Friday 30 August 2013

Peruvian alpacas killed by snow, Norwegian oil and consumer citizens: Can we get back to class and global solidarity?


The political authorities in Caylloma province (department of Arequipa, Southern Peru) has today declared a state of emergency for eight highland districts, where heavy snowfall is killing animals and making life hard for the peasant farmers and herders living there. These people – as most of the population in the Peruvian Andean highlands – are living in extreme poverty. The high mountain area of the Andes has always been a harsh environment to live in; semi-arid and unpredictable weather, strong rain and landslides often threaten the highland communities.

But the heavy snow and rainfalls that have created social emergencies in the recent years are unprecedented. The seasons are getting more irregular and unpredictable: rain, snow, frost and drought come at times of the year when people least expect it and ruin the agricultural cycle and the food production. In spite of heavy rain and snow, however, the general picture is that of melting glaciers, drying springs and declining water supplies.

(Photo: Municipalidad de Caylloma)

These climatic changes in the Andean mountains are caused by global warming. The latest draft report from IPCC states that it is “extremely likely that human influence on climate caused more than half of the observed increase in global average surface temperature from 1951 to 2010”.

I live in Norway, a country that boasts an environmentalist and peaceful attitude towards the world, and yet almost all our wealth comes from the extraction of oil and gas. But are Norwegians willing to sacrifice their wealth to save the global climate? The future of oil extraction is one of the heatedly debated issues before the upcoming elections. Norway’s oil company Statoil wants to expand the oil production to the scenic fishing area Lofoten and Vesterålen. Environmentalist movements and left-wing political parties are campaigning against this. The Green Party (Miljøpartiet De Grønne) has grown incredibly in popularity due to their unwillingness to compromise the earth’s future, and might for the first time get several candidates elected for parliament. The party that most clearly points to the connections between economic and environmental issues, however, is the Red Party (Rødt), who might succeed in getting elected one candidate from Oslo.

The Norwegian author Jan Kjærstad wrote today in thenewspaper Aftenposten about the shift from seeing Norway as a society to a company that should generate economic growth. The social democratic Labour Party (Arbeiderpartiet) used to be a workers’ party fighting for labour rights, solidarity, redistribution of goods, and equality of rights. Now that they have been in power for most of the last century, they are more concerned with saving the banks when they are facing financial crisis (which the banks caused in the first place). People are no longer seen as citizens, but as clients and consumers. This is a global shift. The sociologist Evalina Dagnino writes about how citizenship in Latin America used to be about rights and collective solidarity, but is now about individual responsibility as a private moral duty. The concept of citizenship that grew out of the social popular movements that fought for equality of rights in the 1970s and 1980s, has now acquired a neoliberal meaning and is now all about citizens as consumers. 

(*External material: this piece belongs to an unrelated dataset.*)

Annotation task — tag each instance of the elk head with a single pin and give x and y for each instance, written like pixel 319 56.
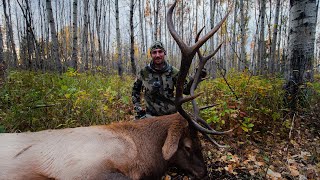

The anthropologist Anna Tsing also touches upon this problem of consumer identity in her article about global capitalism, which she calls “supply chain capitalism”, as a system that outsources production to diverse social- economic niches where goods and services can be produced more cheaply: “Such niches are reproduced in performances of cultural identity through which suppliers show their agility and efficiency. Such performances, in turn, are encouraged by new figures of labor and labor power in which making a living appears as management, consumption, or entrepreneurship. These figurations blur the lines between self-exploitation and superexploitation, not just for owner- operators but also for the workers recruited into supplier enterprises. Through such forms of exploitation, supply chain capitalism creates both great wealth and great poverty” (Tsing 2009: 171).

We remember Naomi Klein’s book No Logo about the power of branding. These issues are structural, and the world cannot be changed through shopping. Instead of changing consumer patterns, the whole system of how to organize the world economy would need to change. People shouldn’t be identified through consumption and brands, but according to what they do to make a living: as workers, artists, farmers, employees, students, informal labourers. In Peru and the rest of Latin America, also the self-employed, the market vendors, the small entrepreneurs in the informal sector, and the “precariat” identify with the working class and organize in union-like associations. In other words, we’re back to class. Why did we forget about class? Can we blame the postmodernists? 

(Thanks to Overheating-collegue Elisabeth Schober and the other participants in the Labour reading group for the inspiring discussions yesterday.)